LA GERMANIA RIMANE IMBATTUTA, FUORI L’AUSTRALIA
Nella seconda gara dei quarti di finale si sfidano due delle squadre più interessanti del torneo. Una partita in cui la Germania parte subito forte (16-4 dopo 5 minuti) e riesce ad aumentare il vantaggio fino al 52-33 dell’intervallo. Alla ripresa arriva la reazione degli Emus, che arrivano fino al -4 nei primi possessi dell’ultimo periodo. Da qui le due squadre rimangono a 2/3 possessi di distanza per diversi minuti, ma nel finale i tedeschi sono bravi a respingere definitivamente la rimonta e portare a casa la vittoria per 80-67. Tra i fattori principali di questo risultato, che mancava da 38 anni, ci sono senza dubbio il talento puro di Anderson (18 punti, 8 rimbalzi e 4 assist), la precisione sotto canestro di Reibe e Garner (11/14 dal campo in due) e i 12 assist di Kayil. La chiave però sta nella partita di Hannes Steinbach, che con una larga doppia doppia da 16 punti e 16 rimbalzi ha espresso il suo dominio nel pitturato. Il prossimo lungo di Washington University, che entrava nella gara con il 75% al tiro da due, ha dimostrato ancora una volta di avere un’eccellente mano e un senso della posizione di altissimo livello, sia a rimbalzo che nelle situazioni offensive lontano dalla palla.
LO SPETTACOLO DI USA vs CANADA
C’era sicuramente da aspettarselo, ma la sfida tra i vicini di casa del Nord America sapeva molto di finale anticipata.

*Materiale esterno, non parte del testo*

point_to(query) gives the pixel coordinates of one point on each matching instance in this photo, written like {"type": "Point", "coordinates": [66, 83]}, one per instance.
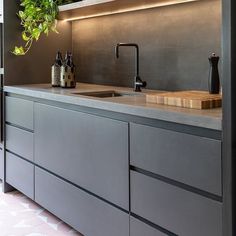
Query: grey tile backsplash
{"type": "Point", "coordinates": [175, 42]}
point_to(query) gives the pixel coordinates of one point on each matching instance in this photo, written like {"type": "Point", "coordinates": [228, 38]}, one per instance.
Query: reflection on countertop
{"type": "Point", "coordinates": [134, 104]}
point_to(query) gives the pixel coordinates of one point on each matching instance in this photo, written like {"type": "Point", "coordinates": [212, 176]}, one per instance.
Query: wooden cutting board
{"type": "Point", "coordinates": [187, 99]}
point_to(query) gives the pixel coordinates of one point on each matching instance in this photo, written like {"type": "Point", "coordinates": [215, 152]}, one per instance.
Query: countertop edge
{"type": "Point", "coordinates": [146, 112]}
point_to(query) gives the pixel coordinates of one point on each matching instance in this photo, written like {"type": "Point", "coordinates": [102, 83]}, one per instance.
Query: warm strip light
{"type": "Point", "coordinates": [147, 6]}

Una gara dal punteggio alto sin da subito – 24-30 al 10’ e 54-61 all’intervallo – con un Canada che, dopo un primo tempo condotto dagli USA, è riuscito a ricucire lo svantaggio in apertura di terzo quarto e a regalarci un intero secondo tempo punto a punto. Due squadre sicuramente spettacolari, tra le più dotate dal punto di vista sia atletico che tecnico. Alla fine a spuntarla sono stati gli uomini di Tommy Loyd con il punteggio di 102-108, andando però forse oltre alle proverbiali 7 camicie. Sugli scudi per Team USA il duo formato da Dybantsa e Brown Jr, capaci di chiudere con 42 punti in due grazie soprattutto ad un 19/20 di coppia dalla lunetta. Canada che esce a testa altissima grazie ad una prestazione collettiva tra le migliori dell’intero torneo, con una metà campo offensiva che ha fatto del gioco corale il suo punto di forza.
FINISCE LA CORSA DELLA SVIZZERA
Non è bastata ai padroni di casa la spinta del fantastico pubblico di Losanna. A passare è la Nuova Zelanda, che dopo aver stupito tutti nel girone A si conferma squadra rivelazione del torneo. Una partita che la Svizzera sembrava avere saldamente in pugno per larghi tratti, prima però di un terzo quarto da 29-12 che ha ribaltato completamente l’inerzia della gara a favore dei neozelandesi fino al 84-70 finale. Una sconfitta che però non cancella quanto di buono fatto dagli svizzeri, in grado di portare tra le prime 8 del mondo una nazione che, con l’under 19 maschile, non aveva mai partecipato né a un Mondiale né tantomeno a un Europeo di Division A. Ma soprattutto – oltre ad uno strepitoso risultato – i ragazzi allenati da coach Ivan Rudez hanno contribuito in maniera fondamentale alla creazione di una cornice di pubblico fatta da più di 5000 spettatori, scrivendo così un’importante nota di crescita del movimento cestistico in Svizzera.